Ancient Chinese scholars believed there were two natural, complementary and contradictory forces in our universe: yin and yang (or in simplified Chinese , in traditional Chinese , and in pinyin (standard Mandarin romanisation) yīnyáng). Yin represents the female, negative aspects, darkness, softness, moisture, night-time, even numbers, and docility. Yang represents the male, positive aspects, brightness, hardness, dryness, day-time, odd numbers, and dominance. Yin and yang are continually in a state of flux and always looking for a balance point. One moves, the other responds. Ancient scholars therefore treated this phenomenon as a natural universal law.
In this issue of the European Respiratory Journal (ERJ), Man et al. 1 hypothesise that a ratio of fibronectin to C-reactive protein (CRP) is a more suitable tool than each separated biomarker to assess the prognosis of chronic obstructive pulmonary disease (COPD). Using the Lung Health Study III data 2, they updated (and improved on) their previous research on CRP only 3. It appears that in this well-described group of mild-to-moderate COPD patients, the relationship of the log transformed ratio of fibronectin to CRP (both in ug·mL−1) and mortality is L shaped, and that beyond a threshold set around 150, there were virtually no deaths observed. If this simple idea proved true, it could have tremendous prognostic implications. Mathematically, in any L shape relationship with an adverse outcome, the higher the ratio, the better 4. In a ratio of fibronectin to CRP, this could happen either through a higher fibronectin concentration (more repair) or through a lower CRP (less inflammation).
Naturally, the study by Man et al. 1 is hypothesis-generating and deserves to be tested in other samples of COPD individuals with a more varied severity and from different settings.
The research by Man et al. 1 is opportunistic as data were collected for a different purpose in an original clinical trial 5, so the study in the present issue of the ERJ has intrinsic limitations, some of them already highlighted by the authors. As in any cross-sectional analysis, causality cannot be inferred. Whether a COPD phenotype expressing more inflammation and/or less repair is associated with a higher likelihood of death, could be a spurious association or a consequence rather than a cause. Whether or not plasma measurements of CRP and fibronectin really reflect what is occurring in the lungs is speculative, and the precise role of both molecules in the process of lung (not plasma) damage and repair is still poorly defined. In fact, acute inflammation is the first step of a successful repair process 6 and a clear-cut separation between the two processes is blurred. As Man et al. 1 discuss, measurements were taken at a single time-point, so the reproducibility of this ratio as well as their direct relationship to other important dimensions of the disease has to be explored. In fact, there was no consistency of the reported association with decline in lung function or respiratory-specific mortality (communication from the authors), which is in contradiction with the initial hypothesis.

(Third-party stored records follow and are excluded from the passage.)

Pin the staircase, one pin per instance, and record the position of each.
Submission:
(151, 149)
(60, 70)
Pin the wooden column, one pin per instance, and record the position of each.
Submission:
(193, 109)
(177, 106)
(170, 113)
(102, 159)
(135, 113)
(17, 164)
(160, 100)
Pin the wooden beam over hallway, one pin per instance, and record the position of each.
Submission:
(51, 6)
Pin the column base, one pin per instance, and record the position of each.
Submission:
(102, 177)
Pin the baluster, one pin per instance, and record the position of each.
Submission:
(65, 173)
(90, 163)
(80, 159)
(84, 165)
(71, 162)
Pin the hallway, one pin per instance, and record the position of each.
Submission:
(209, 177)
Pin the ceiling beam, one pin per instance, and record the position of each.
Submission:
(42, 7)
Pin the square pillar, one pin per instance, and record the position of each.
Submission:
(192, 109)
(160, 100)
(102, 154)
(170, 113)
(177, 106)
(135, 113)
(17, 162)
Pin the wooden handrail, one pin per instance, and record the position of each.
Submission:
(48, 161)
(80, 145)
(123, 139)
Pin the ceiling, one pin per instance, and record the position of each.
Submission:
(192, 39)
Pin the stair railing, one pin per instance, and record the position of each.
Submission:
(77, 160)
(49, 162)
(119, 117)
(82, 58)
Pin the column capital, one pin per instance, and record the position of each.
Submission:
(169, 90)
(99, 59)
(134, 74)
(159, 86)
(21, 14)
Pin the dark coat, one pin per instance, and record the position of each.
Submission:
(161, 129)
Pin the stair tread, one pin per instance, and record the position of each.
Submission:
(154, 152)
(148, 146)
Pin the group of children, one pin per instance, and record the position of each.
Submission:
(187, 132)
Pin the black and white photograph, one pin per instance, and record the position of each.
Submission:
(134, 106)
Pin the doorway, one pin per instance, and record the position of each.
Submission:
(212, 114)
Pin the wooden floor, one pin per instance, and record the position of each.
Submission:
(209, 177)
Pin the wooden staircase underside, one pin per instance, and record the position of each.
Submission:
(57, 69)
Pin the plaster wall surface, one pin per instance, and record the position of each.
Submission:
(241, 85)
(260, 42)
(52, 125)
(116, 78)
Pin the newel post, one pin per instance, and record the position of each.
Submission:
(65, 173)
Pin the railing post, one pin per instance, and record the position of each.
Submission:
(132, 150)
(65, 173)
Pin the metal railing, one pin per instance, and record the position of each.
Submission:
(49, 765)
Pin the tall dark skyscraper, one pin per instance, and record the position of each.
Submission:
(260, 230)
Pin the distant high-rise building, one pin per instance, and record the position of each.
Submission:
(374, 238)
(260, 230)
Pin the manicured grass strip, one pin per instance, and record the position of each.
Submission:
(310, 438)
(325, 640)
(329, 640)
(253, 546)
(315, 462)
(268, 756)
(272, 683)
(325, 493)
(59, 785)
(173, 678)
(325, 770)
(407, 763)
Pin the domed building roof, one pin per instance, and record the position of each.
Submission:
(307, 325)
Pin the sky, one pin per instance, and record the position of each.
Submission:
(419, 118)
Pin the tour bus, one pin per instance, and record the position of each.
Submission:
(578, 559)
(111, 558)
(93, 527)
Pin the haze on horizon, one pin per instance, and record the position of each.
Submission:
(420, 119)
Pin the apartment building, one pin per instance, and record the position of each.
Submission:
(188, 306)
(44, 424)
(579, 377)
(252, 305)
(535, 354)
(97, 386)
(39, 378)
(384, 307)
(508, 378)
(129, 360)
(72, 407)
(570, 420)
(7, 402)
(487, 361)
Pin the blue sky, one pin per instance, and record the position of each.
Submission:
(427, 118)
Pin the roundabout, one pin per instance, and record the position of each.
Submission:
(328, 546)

Finally, the patients studied by Man et al. 1 had mild-to-moderate COPD; results may therefore be different in patients with more severe disease. Nevertheless, this is an important study as it opens a new avenue for research, to address the limitations and/or test the validity of other molecules that can better reflect this yīnyáng of COPD 7.
The search for COPD biomarkers is a race, and some of the rules for assessment and use of current and future outcomes and markers have been set 8. The study by Man et al. 1 may encourage others to help disentangle the controversy regarding whether inflammation and repair are friend or foe 9–11. Some remaining unknowns, and some possible ways to tackle them, have been listed elsewhere 12. Very recently, Curtis et al. 13 proposed and substantiated another hypothesis on the pathogenesis of COPD, christened the “Goldilocks” hypothesis. Basically, this hypothesis states that there is no such thing as bad inflammation; it all depends on how and when, just as in the children's fairy tale. “Too little” or “too much” of repair and inflammation during given windows of the growing, mature or ageing lung, might relate to the success of the adaptive immune response in controlling the innate response. On the one hand, this could produce progression of the natural history of COPD as we currently understand it; on the other, it might explain some “healthy” smokers who have normal lung function after many pack-yrs of tobacco exposure. Even the noninflammatory state might not arise passively from an absence of inflammatory stimuli; rather, maintenance of health might require the positive actions of specific gene products to suppress reactions to potentially inflammatory stimuli that do not warrant a full response 6.
Speculating on possible disease modification by treatment interventions would follow. The fine balance of the efficacy of any anti-inflammatory or pro-repair management and pharmacological therapy will have to be weighed against any potential adverse event related to artificially modifying a careful balance between inflammation and repair, aimed at maintaining lung homeostasis.
Almost a decade ago, Rennard 14 indicated that repair processes after injury induced by cigarette smoking can lead to healing or more disease, and suggested that whether injury results in an accumulation of abnormal fibrotic tissue is likely to depend on a complex balance of factors derived from several sources. As in the yīnyáng symbology, it is likely that repair and inflammation in chronic obstructive pulmonary disease are interconnected in a complex manner, with positive and negative feedback at different times and conditions. Each of them contains an element or seed of the other, and they cannot exist without each other.